It was an important day in pop history when Gary Barlow and the three other members of Take That made the mutual and risky decision to disband what had become the biggest pop group of the decade. It was not one which was taken lightly, but one which the four members felt was the right one - it was time to move on for all of them. The reasons for the headline making split were made clear - the huge umbrella that was Take That meant that the lads had little time to develop as individuals and with the arrival of newer and younger boy bands on the "pop" scene the four simply felt that, as Gary famously said at the farewell press conference "The time had come."
Having already penned a string of hits while in Take That (Pray, A Million Love Songs, Babe, Everything Changes, Back For Good) it was clear from the start that Gary possessed the pedigree to ensure that his new solo career would be as successful as his last. During their five year reign at the top of the pop world Take That were to sell over 10 million albums worldwide and notched up an incredible eight UK No 1's, a good proportion of which were Gary's handiwork.

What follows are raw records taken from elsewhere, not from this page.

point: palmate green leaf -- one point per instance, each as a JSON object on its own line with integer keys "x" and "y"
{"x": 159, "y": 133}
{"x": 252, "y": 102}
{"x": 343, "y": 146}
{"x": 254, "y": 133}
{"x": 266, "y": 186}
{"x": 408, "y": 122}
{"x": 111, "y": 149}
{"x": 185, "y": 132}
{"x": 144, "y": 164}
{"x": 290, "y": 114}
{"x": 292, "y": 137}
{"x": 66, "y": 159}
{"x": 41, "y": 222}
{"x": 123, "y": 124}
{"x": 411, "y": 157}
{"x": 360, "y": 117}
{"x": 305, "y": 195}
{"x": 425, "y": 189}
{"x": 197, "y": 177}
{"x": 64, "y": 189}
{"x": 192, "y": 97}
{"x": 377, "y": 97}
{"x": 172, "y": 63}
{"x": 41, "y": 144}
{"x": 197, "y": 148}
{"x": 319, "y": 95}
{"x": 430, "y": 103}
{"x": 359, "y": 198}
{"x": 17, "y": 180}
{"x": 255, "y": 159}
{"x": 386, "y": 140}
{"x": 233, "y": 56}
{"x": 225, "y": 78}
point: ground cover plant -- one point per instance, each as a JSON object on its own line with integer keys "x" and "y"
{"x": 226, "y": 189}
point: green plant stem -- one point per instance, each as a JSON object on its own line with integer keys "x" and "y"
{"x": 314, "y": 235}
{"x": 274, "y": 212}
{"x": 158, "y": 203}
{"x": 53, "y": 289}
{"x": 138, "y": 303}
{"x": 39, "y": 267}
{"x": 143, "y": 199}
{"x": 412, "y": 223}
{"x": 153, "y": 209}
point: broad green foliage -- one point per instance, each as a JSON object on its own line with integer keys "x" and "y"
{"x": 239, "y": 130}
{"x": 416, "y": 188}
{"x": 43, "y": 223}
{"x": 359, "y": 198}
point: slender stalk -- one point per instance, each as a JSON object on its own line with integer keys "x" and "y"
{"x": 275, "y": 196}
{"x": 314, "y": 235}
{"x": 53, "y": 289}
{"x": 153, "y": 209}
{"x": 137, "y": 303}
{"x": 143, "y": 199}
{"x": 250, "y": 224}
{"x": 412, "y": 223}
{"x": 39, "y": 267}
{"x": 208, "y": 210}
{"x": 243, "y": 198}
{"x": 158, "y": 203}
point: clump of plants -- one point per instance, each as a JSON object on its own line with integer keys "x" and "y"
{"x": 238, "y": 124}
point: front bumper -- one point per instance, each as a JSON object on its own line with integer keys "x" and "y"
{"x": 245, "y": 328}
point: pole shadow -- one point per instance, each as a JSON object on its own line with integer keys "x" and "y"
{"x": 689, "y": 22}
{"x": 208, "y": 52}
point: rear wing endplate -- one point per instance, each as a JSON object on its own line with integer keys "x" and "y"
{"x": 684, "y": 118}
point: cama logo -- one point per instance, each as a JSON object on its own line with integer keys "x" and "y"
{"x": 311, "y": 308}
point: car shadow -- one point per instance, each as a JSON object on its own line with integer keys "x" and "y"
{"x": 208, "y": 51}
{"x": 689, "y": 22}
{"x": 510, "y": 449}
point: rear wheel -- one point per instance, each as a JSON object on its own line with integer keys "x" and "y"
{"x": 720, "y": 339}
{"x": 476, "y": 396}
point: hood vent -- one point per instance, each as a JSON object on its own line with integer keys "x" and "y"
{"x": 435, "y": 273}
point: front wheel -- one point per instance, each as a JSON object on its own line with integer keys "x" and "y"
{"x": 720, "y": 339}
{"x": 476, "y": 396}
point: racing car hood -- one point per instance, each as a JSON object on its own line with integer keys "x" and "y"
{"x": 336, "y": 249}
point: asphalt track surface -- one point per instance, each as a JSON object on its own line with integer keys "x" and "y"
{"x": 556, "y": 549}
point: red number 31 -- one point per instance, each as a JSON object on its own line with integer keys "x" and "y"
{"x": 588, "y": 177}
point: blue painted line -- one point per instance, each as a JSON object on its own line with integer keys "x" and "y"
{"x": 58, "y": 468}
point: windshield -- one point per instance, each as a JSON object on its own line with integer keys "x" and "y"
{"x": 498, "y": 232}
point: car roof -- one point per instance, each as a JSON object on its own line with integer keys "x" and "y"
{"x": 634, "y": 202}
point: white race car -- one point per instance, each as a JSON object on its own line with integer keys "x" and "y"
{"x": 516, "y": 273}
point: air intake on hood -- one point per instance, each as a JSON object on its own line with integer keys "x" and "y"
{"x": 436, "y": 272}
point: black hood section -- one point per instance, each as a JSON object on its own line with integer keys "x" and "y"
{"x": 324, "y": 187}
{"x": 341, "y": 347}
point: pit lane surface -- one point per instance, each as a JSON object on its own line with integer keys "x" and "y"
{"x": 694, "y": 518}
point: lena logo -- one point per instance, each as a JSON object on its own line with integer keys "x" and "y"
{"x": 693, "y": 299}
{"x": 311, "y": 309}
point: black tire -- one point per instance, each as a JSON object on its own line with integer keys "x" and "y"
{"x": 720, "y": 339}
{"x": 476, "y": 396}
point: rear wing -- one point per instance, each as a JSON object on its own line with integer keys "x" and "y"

Although respect for his songwriting was growing rapidly, it wasn't until the 1995 release of "Back For Good" that Gary was to become established as one of the most successful songwriter's of the decade. The single catapulted the group to an incredible four week stint at the top of the charts, and earned them their first top ten US entry.
Barlow returned to the limelight in a successful TV documentary, Take That: For the Record in 2005. Following this success and renewed interest, Take That experienced a career renaissance in 2005 when the post-Williams line-up reformed for a sell-out stadium tour. The band then released the single Patience which peaked at number 1 for four weeks.